The visualizations also proved useful in exploring how slaves preserved their social networks, even as they were bought and sold and moved throughout the city against their will.

“I was surprised to discover that in spite of the challenges they faced, slaves were able to maintain relatively diffuse networks across the city,” Frank said. An exploration of lay religious brotherhoods, for example, demonstrated to Frank that membership was not limited to those living nearby.

“I assumed that the brothers would be clustered around the seat of the brotherhood,” Frank said, “but by looking at the addresses of the members we can see that they were actually scattered throughout the city and often quite far afield. This made me reconsider my idea of how large communities — even imagined ones — could be.”

Though slavery was officially abolished in Brazil in 1888, racial prejudice remained — and continues today.

“Abolition was not seen as a process but as a kind of gift or present from white people,” explained Schwarcz. “Furthermore, at the same time as abolition occurred, racial theories such as social Darwinism and phrenology became popular. This created a perception of a ‘natural hierarchy’ that linked color and social status.”

Schwarcz said that the meaning of race and color is “always the subject of negotiation and change,” but it still organizes inequality and creates patterns of racial discrimination in Brazil. As she found in the soccer game, however, color is rarely fixed.

“Color is a flexible concept linked to social status and circumstance,” she said. Schwarcz cited a 1974 study by the National Program of Statistics in Houses (PNAD) in which respondents were asked to identify their color. More than 136 different colors were recorded, including “cinnamon,” “sea blue,” “honey-colored white,” “purplish,” and “chestnut.”

“People consider skin color as varied as the color of the rainbow,” Schwarcz said. She also noted that respondents would answer differently depending on the circumstance, such as the skin tone of the person asking or the presence of children in the home.

“It’s a concept of contrast,” Schwarcz explained. “No one is exactly white … you are only white by comparison.”

Schwarcz’s own research has confirmed the flexibility of color found in the PNAD study. In December of 2003 she and colleagues visited Heliópolis with a video camera and filmed residents as they responded to the question, “What color are you?”

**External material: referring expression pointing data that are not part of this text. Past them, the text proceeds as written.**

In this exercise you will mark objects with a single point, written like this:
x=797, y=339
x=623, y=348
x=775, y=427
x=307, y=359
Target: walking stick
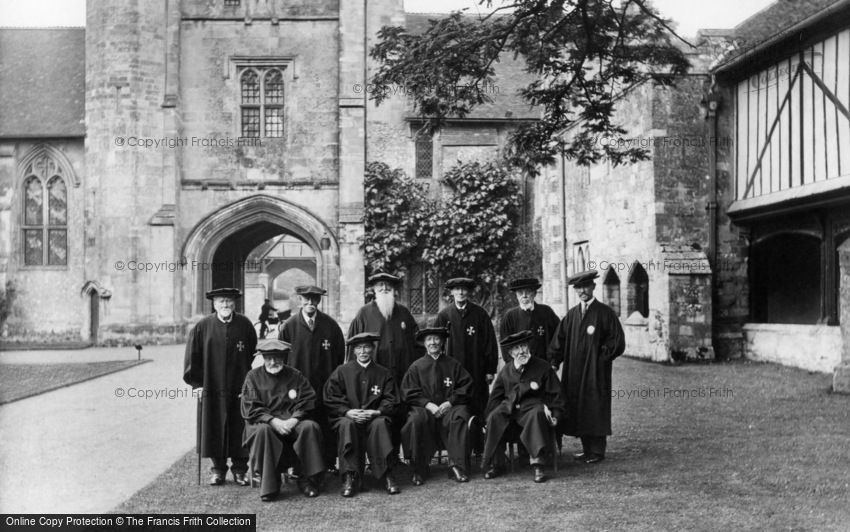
x=199, y=431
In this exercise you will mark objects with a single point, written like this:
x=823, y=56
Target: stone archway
x=253, y=218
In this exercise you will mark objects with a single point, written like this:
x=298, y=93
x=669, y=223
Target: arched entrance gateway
x=216, y=251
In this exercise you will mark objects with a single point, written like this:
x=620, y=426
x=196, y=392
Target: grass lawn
x=748, y=446
x=19, y=381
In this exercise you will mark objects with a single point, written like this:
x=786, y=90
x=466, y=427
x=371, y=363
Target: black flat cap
x=439, y=331
x=363, y=338
x=224, y=292
x=583, y=278
x=460, y=281
x=310, y=290
x=272, y=346
x=522, y=337
x=531, y=283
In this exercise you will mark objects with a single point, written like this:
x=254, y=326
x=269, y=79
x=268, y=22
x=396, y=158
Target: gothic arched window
x=45, y=223
x=262, y=102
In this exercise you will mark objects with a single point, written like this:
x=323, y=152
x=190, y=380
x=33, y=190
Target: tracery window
x=45, y=214
x=261, y=105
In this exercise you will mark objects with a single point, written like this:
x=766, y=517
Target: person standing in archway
x=264, y=317
x=219, y=353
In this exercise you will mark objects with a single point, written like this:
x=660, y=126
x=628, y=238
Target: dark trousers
x=594, y=446
x=373, y=437
x=320, y=416
x=535, y=433
x=422, y=434
x=237, y=464
x=272, y=452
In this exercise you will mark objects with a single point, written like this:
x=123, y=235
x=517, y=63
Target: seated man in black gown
x=277, y=401
x=361, y=399
x=438, y=391
x=526, y=395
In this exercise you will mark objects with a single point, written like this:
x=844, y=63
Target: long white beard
x=386, y=304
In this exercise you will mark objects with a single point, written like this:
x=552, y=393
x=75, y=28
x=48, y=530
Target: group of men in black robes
x=307, y=400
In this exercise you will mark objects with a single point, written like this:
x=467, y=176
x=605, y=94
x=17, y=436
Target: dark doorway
x=611, y=290
x=786, y=279
x=230, y=259
x=94, y=314
x=637, y=293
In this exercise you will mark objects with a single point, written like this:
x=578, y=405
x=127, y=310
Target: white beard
x=386, y=304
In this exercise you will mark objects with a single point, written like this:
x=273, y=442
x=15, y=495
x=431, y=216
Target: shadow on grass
x=19, y=381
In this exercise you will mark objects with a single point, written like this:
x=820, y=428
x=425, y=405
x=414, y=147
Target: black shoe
x=308, y=488
x=291, y=475
x=349, y=485
x=392, y=487
x=458, y=474
x=539, y=475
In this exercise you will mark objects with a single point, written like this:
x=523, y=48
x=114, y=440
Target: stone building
x=729, y=240
x=167, y=147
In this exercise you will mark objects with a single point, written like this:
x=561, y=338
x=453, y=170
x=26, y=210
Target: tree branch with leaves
x=583, y=55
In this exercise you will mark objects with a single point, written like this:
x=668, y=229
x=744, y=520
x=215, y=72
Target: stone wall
x=811, y=347
x=731, y=286
x=212, y=53
x=125, y=93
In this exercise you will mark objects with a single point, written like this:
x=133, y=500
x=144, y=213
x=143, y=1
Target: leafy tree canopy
x=397, y=217
x=582, y=54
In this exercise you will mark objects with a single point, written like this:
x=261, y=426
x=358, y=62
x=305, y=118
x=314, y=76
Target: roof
x=510, y=77
x=42, y=82
x=784, y=23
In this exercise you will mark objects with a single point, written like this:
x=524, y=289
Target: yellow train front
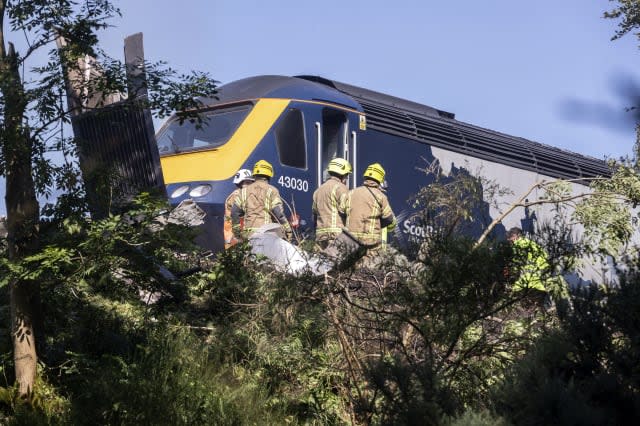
x=295, y=124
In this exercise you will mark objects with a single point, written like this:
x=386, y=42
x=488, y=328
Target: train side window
x=290, y=140
x=334, y=131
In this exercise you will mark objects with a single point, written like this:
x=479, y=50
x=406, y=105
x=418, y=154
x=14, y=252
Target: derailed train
x=300, y=123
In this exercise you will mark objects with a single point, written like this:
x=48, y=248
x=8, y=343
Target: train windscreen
x=215, y=130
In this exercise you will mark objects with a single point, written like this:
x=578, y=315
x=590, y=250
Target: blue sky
x=543, y=70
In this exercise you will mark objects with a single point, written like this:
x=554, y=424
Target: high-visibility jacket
x=368, y=211
x=229, y=239
x=329, y=208
x=530, y=263
x=258, y=203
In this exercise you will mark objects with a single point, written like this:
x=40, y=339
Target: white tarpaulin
x=285, y=256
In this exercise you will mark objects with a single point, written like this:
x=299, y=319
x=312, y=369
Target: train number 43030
x=294, y=183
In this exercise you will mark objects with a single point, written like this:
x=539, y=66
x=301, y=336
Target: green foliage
x=586, y=372
x=168, y=380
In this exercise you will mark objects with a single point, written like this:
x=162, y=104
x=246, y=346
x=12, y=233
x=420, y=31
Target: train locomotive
x=300, y=123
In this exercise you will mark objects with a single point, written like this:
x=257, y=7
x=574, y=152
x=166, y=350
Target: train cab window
x=216, y=129
x=334, y=131
x=290, y=140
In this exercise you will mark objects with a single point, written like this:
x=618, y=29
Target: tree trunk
x=22, y=219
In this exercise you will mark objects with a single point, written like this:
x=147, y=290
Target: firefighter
x=241, y=179
x=329, y=202
x=259, y=203
x=368, y=211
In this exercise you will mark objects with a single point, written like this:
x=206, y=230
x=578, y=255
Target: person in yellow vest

“The responses varied according to who asked the question,” said Schwarcz. When Schwarcz, who is fair-skinned, did the interviews, respondents would say they had darker skin tones. When her colleague with darker skin posed the same question, people would generally respond with lighter colors.

“Self-description is very subjective,” she said.

Schwarcz and her colleagues also showed the respondents how they looked on TV and gave them the opportunity to change the image contrast.

“People wanted to be lighter, or redder, or even bluish,” Schwarcz said. “Everyone had the desire to play with or manipulate their color.”

According to Schwarcz, the atmosphere in Brazil has been changing recently as more and more people embrace discussions about racism and prejudice. Debates about affirmative action at universities, for example, have encouraged Brazilians to consider topics that were formerly ignored or brushed aside.

Tensions linger, however. In a recent Pretos vs. Brancos match, for example, the Pretos emerged victorious — an unexpected win that, according to Schwarcz, thwarted tradition.

“It is a ritual that the Blacks cannot win,” Schwarcz noted, “so it was quite a tense situation.”

As the tension mounted, Schwarcz asked a player, “but how can you even say who is black and who is white?”

“Just ask the police,” came the response.